Interview with ANDREA FERRERO, Executive Chef, Shangri-La Hotel, Tokyo

Please briefly introduce yourself.

I was born in Italy and I grew up in a family of hotelier. After working in many countries, I came to Japan 3 and half years ago.

What is your mission as an executive chef?

My mission is to make guests happy from creation to pricing and execution. I travel because I want to be better when I come back. Everything I do is for my hotel and to make my guests happy.

How are you preparing for the Tokyo Olympics?

We've been doing this for a long time, and I don't think there will be a difference.
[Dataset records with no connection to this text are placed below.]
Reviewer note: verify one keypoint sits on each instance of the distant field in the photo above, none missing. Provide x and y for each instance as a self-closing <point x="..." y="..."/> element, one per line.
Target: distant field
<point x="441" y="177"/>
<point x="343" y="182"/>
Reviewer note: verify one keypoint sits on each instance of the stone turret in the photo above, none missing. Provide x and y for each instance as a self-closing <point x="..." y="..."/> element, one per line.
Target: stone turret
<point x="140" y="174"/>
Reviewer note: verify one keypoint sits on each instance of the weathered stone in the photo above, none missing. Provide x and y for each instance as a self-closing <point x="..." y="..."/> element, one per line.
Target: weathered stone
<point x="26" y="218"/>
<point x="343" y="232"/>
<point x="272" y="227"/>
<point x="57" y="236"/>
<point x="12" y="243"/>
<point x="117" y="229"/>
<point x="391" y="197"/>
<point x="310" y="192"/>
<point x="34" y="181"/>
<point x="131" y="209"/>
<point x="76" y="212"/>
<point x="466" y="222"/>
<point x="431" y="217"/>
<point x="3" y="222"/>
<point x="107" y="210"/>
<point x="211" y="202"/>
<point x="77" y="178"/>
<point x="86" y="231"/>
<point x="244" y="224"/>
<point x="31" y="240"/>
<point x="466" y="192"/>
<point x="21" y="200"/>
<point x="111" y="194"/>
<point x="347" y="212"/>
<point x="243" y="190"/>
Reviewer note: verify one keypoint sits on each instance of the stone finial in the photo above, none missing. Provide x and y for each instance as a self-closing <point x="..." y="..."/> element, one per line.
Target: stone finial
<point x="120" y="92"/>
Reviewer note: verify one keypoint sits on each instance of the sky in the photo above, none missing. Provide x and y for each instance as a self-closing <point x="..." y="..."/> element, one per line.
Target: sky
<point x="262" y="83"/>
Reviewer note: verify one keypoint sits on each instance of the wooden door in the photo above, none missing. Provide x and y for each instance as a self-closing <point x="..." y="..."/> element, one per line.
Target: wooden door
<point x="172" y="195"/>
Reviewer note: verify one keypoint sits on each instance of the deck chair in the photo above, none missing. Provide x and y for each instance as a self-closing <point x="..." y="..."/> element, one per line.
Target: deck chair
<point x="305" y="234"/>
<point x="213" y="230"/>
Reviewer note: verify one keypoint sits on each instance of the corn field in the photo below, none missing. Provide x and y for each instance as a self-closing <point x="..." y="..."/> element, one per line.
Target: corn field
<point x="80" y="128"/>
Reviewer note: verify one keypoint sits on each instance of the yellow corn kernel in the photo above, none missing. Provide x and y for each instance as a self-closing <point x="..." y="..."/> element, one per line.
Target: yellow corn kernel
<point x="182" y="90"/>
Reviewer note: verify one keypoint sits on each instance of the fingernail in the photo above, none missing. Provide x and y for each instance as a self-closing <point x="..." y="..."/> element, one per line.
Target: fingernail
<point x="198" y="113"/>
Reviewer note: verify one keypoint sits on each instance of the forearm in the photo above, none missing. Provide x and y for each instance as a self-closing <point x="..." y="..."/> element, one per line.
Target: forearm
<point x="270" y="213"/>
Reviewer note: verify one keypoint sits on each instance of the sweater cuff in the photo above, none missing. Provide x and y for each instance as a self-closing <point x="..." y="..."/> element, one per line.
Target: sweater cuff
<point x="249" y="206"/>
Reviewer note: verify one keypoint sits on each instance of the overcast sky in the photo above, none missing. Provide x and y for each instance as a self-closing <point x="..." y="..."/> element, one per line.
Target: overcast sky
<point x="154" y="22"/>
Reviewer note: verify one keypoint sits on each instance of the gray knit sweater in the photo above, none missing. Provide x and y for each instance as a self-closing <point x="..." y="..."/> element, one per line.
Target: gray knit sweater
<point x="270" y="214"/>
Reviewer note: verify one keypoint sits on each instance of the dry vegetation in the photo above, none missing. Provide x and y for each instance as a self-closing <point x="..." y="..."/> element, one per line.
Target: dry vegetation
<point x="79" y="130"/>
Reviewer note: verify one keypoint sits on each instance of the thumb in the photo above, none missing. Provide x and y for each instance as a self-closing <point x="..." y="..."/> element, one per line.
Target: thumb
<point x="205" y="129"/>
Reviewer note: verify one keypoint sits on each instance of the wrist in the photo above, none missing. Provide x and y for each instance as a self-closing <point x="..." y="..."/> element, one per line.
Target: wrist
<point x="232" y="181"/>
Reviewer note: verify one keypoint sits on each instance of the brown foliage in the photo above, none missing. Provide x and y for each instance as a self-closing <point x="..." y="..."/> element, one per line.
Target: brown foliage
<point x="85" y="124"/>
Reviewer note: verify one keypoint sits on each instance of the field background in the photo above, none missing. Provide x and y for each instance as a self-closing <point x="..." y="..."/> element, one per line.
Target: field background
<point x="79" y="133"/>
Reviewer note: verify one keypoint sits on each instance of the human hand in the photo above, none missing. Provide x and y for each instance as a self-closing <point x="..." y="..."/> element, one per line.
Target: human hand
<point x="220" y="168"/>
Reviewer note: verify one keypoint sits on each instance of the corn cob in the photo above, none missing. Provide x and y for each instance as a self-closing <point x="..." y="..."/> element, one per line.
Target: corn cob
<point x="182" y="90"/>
In terms of offerings at the Shangri-La Hotel, Tokyo, we have many options in the menu, and I personally would like to have more vegan menus, but it won’t be possible soon because Japanese people still prefer meat and fish.

I’m not working towards 2020. Honestly, I’m working towards tomorrow. My most important guest is today’s guest. We will continue to evolve, but we will not prepare specifically for the Olympic games. We will become better than what we are today, and we can offer something better to our guests. I make sure everything is alright tonight and that my guests are happy.

What is Omotenashi to you?

I have two meanings in myself: Tokyo omotenashi and the real Japanese omotenashi. I experienced the professionalism of Tokyo, the perfection of service and politeness, but I felt there was something missing when I went to a ryokan far away from Tokyo. I experienced the true omotenashi of Japanese. I think it’s difficult to feel the Japanese omotenashi in big hotels. You can feel the Japanese professionalism, but not the omotenashi. We are too busy to meet the standard and make people happy. Omotenashi is not a standard. It’s to make people happy, feel welcomed, and feel at home. Omotenashi is something very spiritual. Today in Tokyo I don’t feel omotenashi. I feel professionalism. Especially because we are professional, and we know what we are supposed to be. When you are at the reception, they ask you “How was your trip?” I know they don’t care and that’s not omotenashi to me. I might feel omotenashi when I arrive as a regular guest, I go to my room, and there’s an ASAHI super beer bottle on the table. When I went to the ryokan, they didn’t ask me how my trip was. Maybe it was because they didn’t speak English, but I felt that they were treating me like a son.

What are the requirements of an executive chef?

Determination. You can have skills, talents, but everything is useless if you don’t have the determination. In other words, if you have the determination on what you want to become, you can acquire the skills and talents even if you don’t have it from the beginning. You are determined to become who you want to be.

What do you think about Japanese food?
I sound very light, but I love sushi. Sushi is simple, but good. The mirin, soy, fish - everything needs to be perfect to be good. That’s not easy. I like simple things because I want to understand what I eat. I don’t like restaurants that I need 15 minutes to understand what I’m eating. I go to the restaurant because I’m hungry. I don’t go because I want to meet the chef. I go to enjoy what I eat. There is a pleasure.

Please tell us about your future goals.
To do what I can do. I’m lucky that I’ve been working in companies where I feel is right and good. I always do what I do.